Nigel Farage was left rattled in a televised debate as he was forced to admit that the Brexit vote was a political move that had little to do with economics.
During a heated tussle with The New European’s editor Matt Kelly the hardline Brexiteer claimed his support for exiting the European Union had little to do with the country being better off.
‘This is about politics,’ the former UKIP leader told Good Morning Britain. ‘We have voted to run our own country, for better or worse, richer or poorer, ’til death do us part.’
The revelation came as Kelly pointed out crashing out of the EU would leave the country facing dire economic consequences. Farage stumbled through the debate even denying G7 growth figures showing the UK was lagging behind.
‘One of the reasons is you, Nigel – terms like ‘sovereignty’, ‘freedom of the people’ and ‘will of the people’.
‘We were masters of our own economy when we chose to enter the European Union because we believed it was good for our economy – and it was good for our economy. We were the fastest growing economy in the G7 before this, now we’re the slowest.’
‘We’re not the slowest,’ complained Farage, ‘stop lying with the figures. Italy is the slowest growing economy.’
He added: ‘No one cares about the economics, no one believes the economics.

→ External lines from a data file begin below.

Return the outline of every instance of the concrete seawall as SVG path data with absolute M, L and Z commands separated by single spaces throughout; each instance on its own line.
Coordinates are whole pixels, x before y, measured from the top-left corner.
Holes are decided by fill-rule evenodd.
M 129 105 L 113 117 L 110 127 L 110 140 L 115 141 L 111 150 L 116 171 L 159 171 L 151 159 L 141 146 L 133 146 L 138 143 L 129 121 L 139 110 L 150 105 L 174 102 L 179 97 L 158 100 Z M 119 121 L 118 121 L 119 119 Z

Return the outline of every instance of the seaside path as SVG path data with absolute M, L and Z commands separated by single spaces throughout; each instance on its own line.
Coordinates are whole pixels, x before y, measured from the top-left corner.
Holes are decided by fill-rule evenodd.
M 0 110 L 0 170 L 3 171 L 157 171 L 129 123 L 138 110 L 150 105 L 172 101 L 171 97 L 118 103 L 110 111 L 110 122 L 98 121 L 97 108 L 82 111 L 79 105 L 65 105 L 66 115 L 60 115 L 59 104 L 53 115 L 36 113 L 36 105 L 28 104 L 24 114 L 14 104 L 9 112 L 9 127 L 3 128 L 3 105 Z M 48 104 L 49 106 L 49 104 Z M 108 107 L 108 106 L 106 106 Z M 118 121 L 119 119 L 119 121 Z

This is simple, it’s not about me saying we’d be better off or you saying we’d be worse off, it’s about do we govern our own country or don’t we?’
But Kelly snapped back: ‘Nigel is full of his abstracts, I suggest that we are a free country and it’s insulting to claim that Westminster isn’t sovereign.’
He added: ‘What I’m more interested in is the people who voted in good faith in Sunderland, in the north east, and Wales, who voted believing almost overnight their lives are going to improve … where is the obvious upside now?’